I began searching all my books on home schooling high school kids. I re-read Senior High: A Home Designed Form+U+La by Barbara Shelton. I perused The Guidance Manual for the Christian Home School by The Callihans. And I even purchased Homeschooling the Teen Years by Cafi Cohen.
As I looked through the books, I would often call the older girls to show them a section of the book, or a form that they might be able to use. Then it dawned on me. If one of my goals was to have the older children take ownership of their high school subjects, then they should be reading these books. They seemed to like the idea. Ashley asked one of her most common questions since she had turned fourteen, "Will I get school credit?"
"Of course you will." I responded.
Christi said to me, "Mom, Im a little worried. The only school work Ive been doing is math." I knew that wasnt the case so I sat down with her as we discussed how she spends her time during the day.
I took notes as she talked. She said, "Well, I spend about an hour on my travel notebook." She then excitedly told me about all the things she has been learning about the geography of the United States from doing her notebooks. "Then I work on my art projects in my room. Each day I spend a couple of hours doing research and developing my Web site. I also work on my horse notebook, and hippology. After I go to bed I read my Bible for about thirty minutes. And for fun Im reading Beards History of the United States." She then added, "Oh yeah, I also do the biology book, but thats a lot of fun."

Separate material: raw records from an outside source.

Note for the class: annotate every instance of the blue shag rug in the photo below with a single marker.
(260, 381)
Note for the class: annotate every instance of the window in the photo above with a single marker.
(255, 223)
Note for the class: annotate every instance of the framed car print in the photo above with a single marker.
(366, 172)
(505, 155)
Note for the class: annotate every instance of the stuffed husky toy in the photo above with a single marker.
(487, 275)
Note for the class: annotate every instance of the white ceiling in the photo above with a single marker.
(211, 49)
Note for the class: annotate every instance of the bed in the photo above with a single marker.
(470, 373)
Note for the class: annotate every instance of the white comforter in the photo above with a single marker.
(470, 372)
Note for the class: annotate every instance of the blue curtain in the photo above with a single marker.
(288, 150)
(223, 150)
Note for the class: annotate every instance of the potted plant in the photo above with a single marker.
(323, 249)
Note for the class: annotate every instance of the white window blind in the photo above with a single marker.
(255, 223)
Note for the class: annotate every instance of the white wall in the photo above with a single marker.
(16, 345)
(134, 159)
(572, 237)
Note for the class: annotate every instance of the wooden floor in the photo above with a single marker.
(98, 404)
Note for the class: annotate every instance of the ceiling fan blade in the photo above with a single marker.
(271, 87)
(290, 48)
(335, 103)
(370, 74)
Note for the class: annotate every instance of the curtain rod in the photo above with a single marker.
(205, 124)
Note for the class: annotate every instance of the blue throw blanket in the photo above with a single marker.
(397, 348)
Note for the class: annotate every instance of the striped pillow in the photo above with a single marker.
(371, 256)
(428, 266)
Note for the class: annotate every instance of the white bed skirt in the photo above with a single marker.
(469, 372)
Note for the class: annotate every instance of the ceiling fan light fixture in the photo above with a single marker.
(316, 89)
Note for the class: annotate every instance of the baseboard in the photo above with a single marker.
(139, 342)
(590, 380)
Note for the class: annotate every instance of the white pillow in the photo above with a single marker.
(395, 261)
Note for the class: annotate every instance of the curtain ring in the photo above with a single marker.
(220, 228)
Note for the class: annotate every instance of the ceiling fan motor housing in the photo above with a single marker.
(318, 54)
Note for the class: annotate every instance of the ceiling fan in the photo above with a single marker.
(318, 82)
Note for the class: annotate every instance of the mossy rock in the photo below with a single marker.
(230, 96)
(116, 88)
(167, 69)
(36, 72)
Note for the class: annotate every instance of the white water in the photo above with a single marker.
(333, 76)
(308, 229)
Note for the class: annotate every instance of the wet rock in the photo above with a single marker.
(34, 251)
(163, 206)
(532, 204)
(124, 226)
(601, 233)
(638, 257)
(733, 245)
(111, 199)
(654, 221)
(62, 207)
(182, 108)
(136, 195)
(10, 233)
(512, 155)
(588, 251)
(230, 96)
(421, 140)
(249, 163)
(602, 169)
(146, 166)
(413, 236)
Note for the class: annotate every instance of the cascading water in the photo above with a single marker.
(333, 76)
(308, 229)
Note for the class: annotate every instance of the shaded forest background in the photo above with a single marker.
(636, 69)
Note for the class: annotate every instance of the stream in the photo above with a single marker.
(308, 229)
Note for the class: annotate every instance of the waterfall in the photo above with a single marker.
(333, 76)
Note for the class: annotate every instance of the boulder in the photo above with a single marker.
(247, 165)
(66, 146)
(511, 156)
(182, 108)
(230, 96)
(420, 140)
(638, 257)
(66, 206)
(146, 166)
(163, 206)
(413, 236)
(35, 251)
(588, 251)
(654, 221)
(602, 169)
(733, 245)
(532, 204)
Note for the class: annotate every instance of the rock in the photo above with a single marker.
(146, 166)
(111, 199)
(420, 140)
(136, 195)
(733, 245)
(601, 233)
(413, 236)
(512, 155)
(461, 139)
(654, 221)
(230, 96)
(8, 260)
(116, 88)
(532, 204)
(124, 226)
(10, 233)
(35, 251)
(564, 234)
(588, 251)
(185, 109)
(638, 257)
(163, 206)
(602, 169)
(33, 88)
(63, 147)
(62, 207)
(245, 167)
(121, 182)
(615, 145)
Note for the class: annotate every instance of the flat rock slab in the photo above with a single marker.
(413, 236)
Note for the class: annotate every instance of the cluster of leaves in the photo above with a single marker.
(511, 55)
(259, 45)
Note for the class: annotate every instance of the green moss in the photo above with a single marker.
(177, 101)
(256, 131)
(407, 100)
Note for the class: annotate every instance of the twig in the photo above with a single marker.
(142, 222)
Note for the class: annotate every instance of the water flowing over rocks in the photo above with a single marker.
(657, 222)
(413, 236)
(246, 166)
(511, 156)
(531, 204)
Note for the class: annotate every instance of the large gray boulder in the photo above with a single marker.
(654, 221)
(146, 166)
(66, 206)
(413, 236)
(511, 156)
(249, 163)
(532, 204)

After making a list of all the things she told me and categorizing them into subjects for her, she said, "Wow! And I thought all I was doing was math!"
It made me chuckle as I thought that instilling a love of learning in our children often makes them forget they are "doing school."
To be quite honest, it sometimes makes me forget they are doing school.
Our Supervising Teacher asked the kids what they were working on. We took her into our office where both high school kids fired up their computers and showed her all the work they had been doing on their Web sites. She had a look of satisfaction as she listened to them explain the research they had done, the graphic arts they had used, and the pictures they had drawn.
As she headed out the door, she said to me, "Your kids are doing great! They will have a lot of really good information on their transcripts."
I closed the door with a sigh of relief. I had confirmation that I was indeed doing this home schooling thing right, even if I do make my kids keep track of their own records.